Clip plates are a simple restraint fixing used for panel-to-panel restraints. In its simplest form it is literally a plate, but in heavier loaded situations it may be an angle or channel section for greater bending resistance.
Traditionally, plates used to be detailed as shown in diagram 1 below.
Diagram 1 – Traditional arrangement
This has two tolerance slots at 90 degrees to each other.
The theory is that the load is applied at B, causing maximum bending at A. It is desirably therefore that the plate is not reduced excessively at A.

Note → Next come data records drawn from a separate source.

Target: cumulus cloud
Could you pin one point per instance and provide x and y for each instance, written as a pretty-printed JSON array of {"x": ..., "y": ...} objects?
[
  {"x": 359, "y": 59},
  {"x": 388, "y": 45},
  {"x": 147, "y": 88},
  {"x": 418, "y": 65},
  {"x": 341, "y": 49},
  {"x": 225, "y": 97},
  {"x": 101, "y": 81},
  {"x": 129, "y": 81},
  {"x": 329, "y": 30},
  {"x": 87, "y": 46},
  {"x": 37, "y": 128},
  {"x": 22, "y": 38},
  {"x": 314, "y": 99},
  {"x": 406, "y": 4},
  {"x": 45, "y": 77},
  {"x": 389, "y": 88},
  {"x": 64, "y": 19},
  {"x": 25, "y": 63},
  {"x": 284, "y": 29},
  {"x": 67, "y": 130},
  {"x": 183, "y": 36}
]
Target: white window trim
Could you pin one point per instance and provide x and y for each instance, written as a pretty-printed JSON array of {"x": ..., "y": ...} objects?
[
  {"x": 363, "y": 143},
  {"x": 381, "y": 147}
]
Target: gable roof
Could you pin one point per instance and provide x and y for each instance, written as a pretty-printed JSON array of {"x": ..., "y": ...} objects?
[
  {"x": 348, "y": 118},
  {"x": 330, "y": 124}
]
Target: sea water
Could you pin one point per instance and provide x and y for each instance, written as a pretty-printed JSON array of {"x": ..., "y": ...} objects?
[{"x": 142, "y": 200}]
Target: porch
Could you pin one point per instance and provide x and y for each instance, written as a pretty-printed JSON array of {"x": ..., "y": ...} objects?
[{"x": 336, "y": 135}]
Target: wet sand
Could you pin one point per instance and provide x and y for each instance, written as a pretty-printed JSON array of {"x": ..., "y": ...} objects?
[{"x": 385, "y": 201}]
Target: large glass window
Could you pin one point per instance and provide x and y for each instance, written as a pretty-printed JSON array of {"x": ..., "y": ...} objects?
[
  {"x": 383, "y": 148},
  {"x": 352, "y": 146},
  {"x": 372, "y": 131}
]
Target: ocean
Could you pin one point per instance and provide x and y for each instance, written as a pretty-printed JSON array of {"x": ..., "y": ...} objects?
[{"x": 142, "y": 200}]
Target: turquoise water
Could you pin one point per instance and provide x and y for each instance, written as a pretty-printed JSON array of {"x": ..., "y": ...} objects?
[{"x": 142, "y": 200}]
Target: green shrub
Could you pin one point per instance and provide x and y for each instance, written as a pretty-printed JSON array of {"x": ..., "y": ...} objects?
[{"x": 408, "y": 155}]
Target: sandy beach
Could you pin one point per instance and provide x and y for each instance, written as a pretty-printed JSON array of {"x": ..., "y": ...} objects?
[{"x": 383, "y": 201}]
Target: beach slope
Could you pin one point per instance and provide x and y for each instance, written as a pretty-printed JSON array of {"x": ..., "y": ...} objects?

As drawn, the plate is OK, but if put in the wrong way around, the section is greatly reduced (by the transverse slot) in the very place where it is needed most, causing overstress and possible failure.
It should not be used.
It is far more efficient, (and cheaper) to have a plate as shown in diagram 2.
Diagram 2 – Preferred arrangement
This has a round hole at the fixed end, and a tolerance slot at the free end. Even if put in the wrong way around, it does not reduce the effective width beyond the design value.
If tolerance is required, the slot allows movement in one direction. In the other direction tolerance is achieved by rotating the plate as shown in diagram 3. This will give a considerable degree of tolerance without the need for additional slotted holes.
Diagram 3 – Tolerance arrangement
By swivelling the plate, the tolerance can be achieved
General detailing factors
It may be seen that the plate end distance at A is much greater than that at B. The lever distance at A affects the tension in the socket at A and is a design factor, whilst the distance at B is simply a standard edge distance. If the plate is erected the wrong way around, the socket may be overstressed. It should be made clear on the drawings which way around the plate goes.
The socket at A is more highly loaded, and is likely to be a larger diameter. Having different sized holes will prevent accidental reversal.
The plate is shown with a full bearing at A, and a shimmed bearing at B. It is important that the shims at B are ‘small’ so that bending cannot occur. If the gap at B is not available, or if large shims are used, then the forces may be the same in both sockets. In this case the end distance should be the same at each end
Shims should be used at B only, never at both ends.
The distance between A & B should be kept to a minimum, allowing for the socket edge distances.
It is best to detail plates so that the unit at A is the one restraining the unit at B.
NB – The unit at A might equally well be replaced by the flange of a column or a similar member giving restraint.